Mais quinze mois plus tard, le climat a changé. Les espoirs nés de l’alternance et de la découverte de nouveaux gisements gaziers et pétroliers ont laissé place à une forme d’impatience dans l’opinion publique, notamment chez les jeunes. Le contexte difficile – hérité du régime précédent – n’a pas aidé : dette cachée révélée, système éducatif chaotique, chômage massif, hôpitaux sous-dotés…

L’un des gestes les plus marquants du nouveau pouvoir a été la révélation de l’ampleur de la dette cachée, en septembre dernier. Pour Mamadou Diouf, il s’agit là d’un acte fort, révélateur de la volonté du gouvernement de rompre avec les pratiques opaques du passé, mais aussi de sortir des logiques imposées par les bailleurs de fonds internationaux.
« Dévoiler la dette cachée, c’est aussi dénoncer les combines des institutions internationales et des pays donateurs qui, souvent, couvrent des pratiques illégales pour préserver leurs intérêts. »
Selon lui, cela fait partie intégrante du combat pour la transparence, même si les répercussions économiques à court terme peuvent être difficiles à gérer.
Mamadou Diouf ne nie pas les lenteurs dans la mise en œuvre des réformes promises. Mais il appelle à la nuance :
« Ils ne peuvent pas éternellement se retrancher derrière l’héritage du passé. Ils ont été élus pour apporter des solutions. Mais après quinze mois, on ne peut pas non plus les blâmer de ne pas avoir tout réglé. Ils sont encore dans une phase de recherche. »
Entre l’imaginaire politique mobilisateur de la rupture et la complexité du réel, les nouvelles autorités doivent maintenant faire leurs preuves, tout en restructurant les fondations d’un État en crise.
Crise politique ou recomposition stratégique ?
La récente déclaration d’Ousmane Sonko – « Je suis le chef de la majorité, je ne quitterai jamais ce poste » – a déclenché une onde de choc politique. Cette charge directe contre le président Diomaye Faye a ravivé les doutes sur la cohésion du pouvoir exécutif. Mais pour Mamadou Diouf, cette tension doit être lue dans une perspective historique plus large : celle de la difficulté structurelle à faire cohabiter deux figures fortes dans un régime présidentialiste, dans un pays où les institutions peinent à garantir l’équilibre des pouvoirs.

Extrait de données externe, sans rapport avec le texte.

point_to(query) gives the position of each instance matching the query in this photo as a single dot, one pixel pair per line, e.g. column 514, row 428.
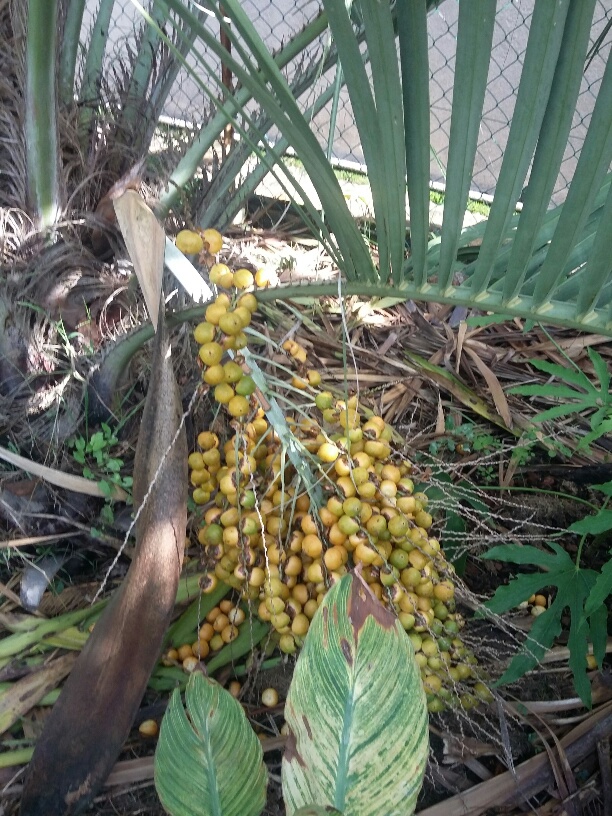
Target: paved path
column 276, row 20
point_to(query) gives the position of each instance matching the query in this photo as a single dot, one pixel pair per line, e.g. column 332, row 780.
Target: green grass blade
column 592, row 165
column 474, row 39
column 41, row 127
column 191, row 161
column 70, row 51
column 89, row 91
column 378, row 115
column 260, row 74
column 276, row 99
column 222, row 206
column 552, row 141
column 137, row 107
column 543, row 46
column 412, row 31
column 253, row 137
column 599, row 266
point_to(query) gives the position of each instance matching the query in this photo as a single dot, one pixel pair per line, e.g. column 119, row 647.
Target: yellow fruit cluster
column 221, row 626
column 262, row 535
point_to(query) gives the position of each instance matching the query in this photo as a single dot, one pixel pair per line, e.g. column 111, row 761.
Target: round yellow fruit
column 213, row 240
column 189, row 242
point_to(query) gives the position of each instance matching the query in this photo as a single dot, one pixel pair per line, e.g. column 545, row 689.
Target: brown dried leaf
column 93, row 716
column 145, row 241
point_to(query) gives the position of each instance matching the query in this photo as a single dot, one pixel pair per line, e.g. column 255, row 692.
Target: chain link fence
column 278, row 20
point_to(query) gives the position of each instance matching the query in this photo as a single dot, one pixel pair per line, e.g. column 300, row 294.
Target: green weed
column 95, row 455
column 581, row 591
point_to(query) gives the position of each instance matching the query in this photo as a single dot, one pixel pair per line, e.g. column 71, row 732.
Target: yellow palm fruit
column 211, row 353
column 213, row 240
column 204, row 332
column 328, row 452
column 214, row 374
column 231, row 324
column 224, row 393
column 248, row 301
column 208, row 441
column 243, row 278
column 269, row 697
column 214, row 312
column 189, row 242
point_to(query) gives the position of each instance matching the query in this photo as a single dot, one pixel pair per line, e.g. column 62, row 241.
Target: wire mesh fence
column 277, row 21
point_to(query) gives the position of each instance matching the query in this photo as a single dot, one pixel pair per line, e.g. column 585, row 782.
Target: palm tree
column 546, row 264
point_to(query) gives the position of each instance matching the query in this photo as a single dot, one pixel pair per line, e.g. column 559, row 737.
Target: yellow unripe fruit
column 444, row 591
column 243, row 278
column 314, row 573
column 335, row 557
column 269, row 697
column 312, row 546
column 204, row 333
column 148, row 728
column 208, row 441
column 218, row 273
column 211, row 353
column 328, row 452
column 189, row 242
column 214, row 312
column 244, row 314
column 214, row 374
column 423, row 519
column 263, row 278
column 213, row 240
column 195, row 461
column 377, row 449
column 230, row 323
column 224, row 393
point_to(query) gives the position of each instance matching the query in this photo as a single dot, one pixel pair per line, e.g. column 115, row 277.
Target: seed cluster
column 262, row 534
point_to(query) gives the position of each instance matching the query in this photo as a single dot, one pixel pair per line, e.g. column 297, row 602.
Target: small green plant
column 95, row 455
column 582, row 591
column 356, row 712
column 574, row 393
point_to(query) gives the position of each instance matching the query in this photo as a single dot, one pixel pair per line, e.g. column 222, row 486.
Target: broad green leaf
column 356, row 711
column 601, row 522
column 208, row 761
column 599, row 633
column 573, row 588
column 600, row 591
column 540, row 638
column 578, row 643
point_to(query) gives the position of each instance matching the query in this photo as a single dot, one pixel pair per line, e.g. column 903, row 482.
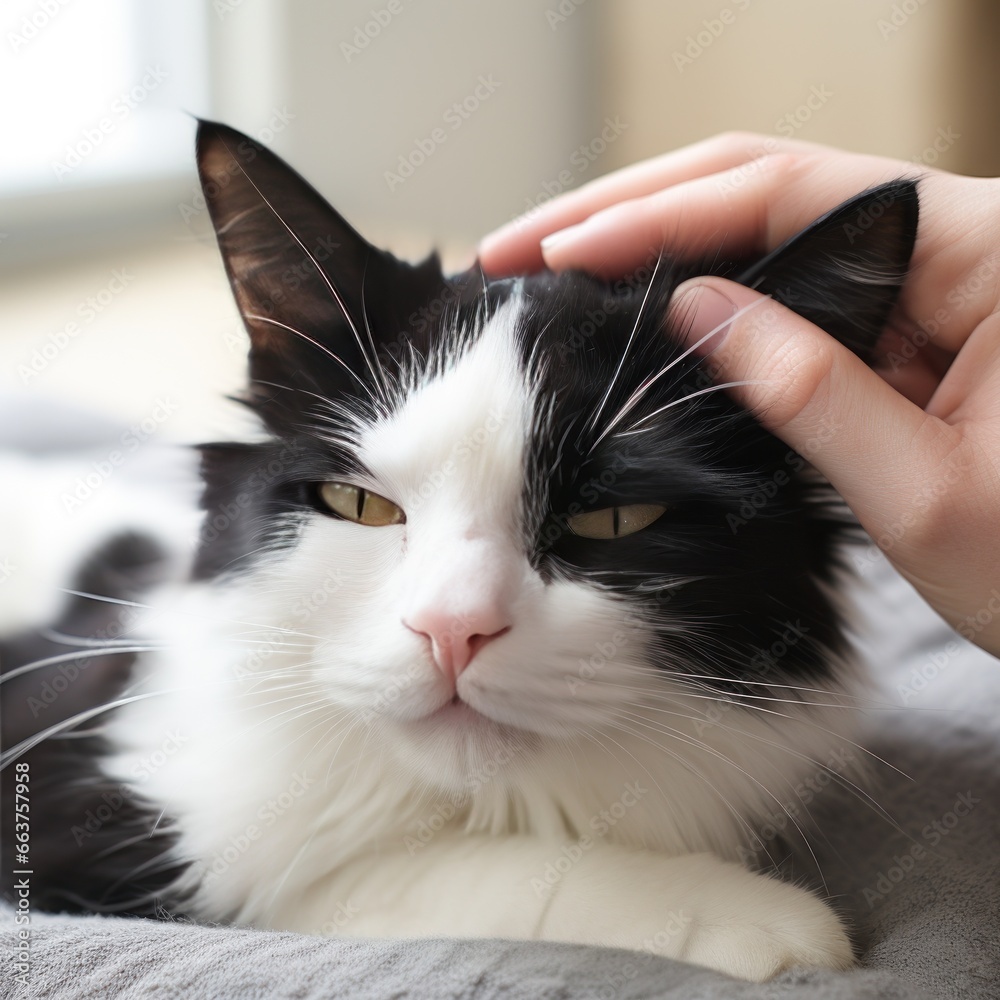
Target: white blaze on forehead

Plus largement, l’historien voit dans cette séquence politique une manifestation du réveil panafricaniste qui traverse l’Afrique de l’Ouest, et notamment la jeunesse. Selon lui, le rapport du Sénégal à la France entre dans une phase de redéfinition, que les initiatives diplomatiques de Diomaye Faye et d’Ousmane Sonko incarnent clairement.
« Le récit de notre relation avec l’Hexagone ne peut plus être raconté uniquement du point de vue français. La rupture en cours est un mouvement vers une souveraineté réelle, sans pour autant rejeter toute coopération internationale. »
En cela, le Sénégal s’inscrit dans une dynamique plus large, aux côtés des pays de l’Alliance des États du Sahel (AES), qui entendent reprendre le contrôle de leurs récits, de leurs économies et de leurs trajectoires politiques.